Los Origenes del término diglosia
historia de una historia mal contada
This article reviews the history of the term ‘diglossia’, particularly from its first documented use by Rhoidis in 1885 to refer to the Greek linguistic situation, to Ferguson’s 1959 landmark article, in order to reveal its origin and process of circulation. The few authors who have dealt with the pre-Ferguson history of the term ‘diglossia’ depict it as a small series of isolated, sparsely scattered, barely connected occurrences.
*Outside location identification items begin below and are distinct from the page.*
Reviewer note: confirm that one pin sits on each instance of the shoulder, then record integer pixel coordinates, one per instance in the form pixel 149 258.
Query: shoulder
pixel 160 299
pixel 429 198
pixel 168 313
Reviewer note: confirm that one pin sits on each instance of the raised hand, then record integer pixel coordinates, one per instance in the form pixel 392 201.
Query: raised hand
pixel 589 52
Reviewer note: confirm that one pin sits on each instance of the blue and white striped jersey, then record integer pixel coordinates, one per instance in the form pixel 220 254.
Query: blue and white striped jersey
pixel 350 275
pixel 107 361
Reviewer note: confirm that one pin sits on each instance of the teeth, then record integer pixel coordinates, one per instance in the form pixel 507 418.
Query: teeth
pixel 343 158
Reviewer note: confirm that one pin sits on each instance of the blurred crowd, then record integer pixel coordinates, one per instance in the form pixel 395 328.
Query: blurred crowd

Contrary to this commonly accepted view, in this article it is argued that there existed a continuous use of the term in several languages between 1885 and 1959. It is suggested that this continuous use could have been inferred even from the scarce number of pre-Ferguson references which had been located previously. Some interpretations about the coinage of the term and the diffusion paths of these interpretations are discussed; it is shown why these accounts are inaccurate or highly implausible. Finally, focus is placed on the first documented usages of Greek διγλωσσία and French diglossie in 1885 to mean ‘two forms of the same language’. Contrary to the common opinion that διγλωσσία used to mean simply ‘bilingualism’, it is argued that this development is recent and follows the coinage of bilinguisme in French, bilingualism in English, bilinguismo in Italian, etc. Furthermore, any linguistic sense of the Greek term διγλωσσία is argued to be relatively recent; thus, Rhoidis’ pioneering use must be seen as a creative neologism based on the traditional sense of Greek διγλωσσία as “falsehood”, “hypocrisy”, “deceitfulness” or “double-tonguedness”.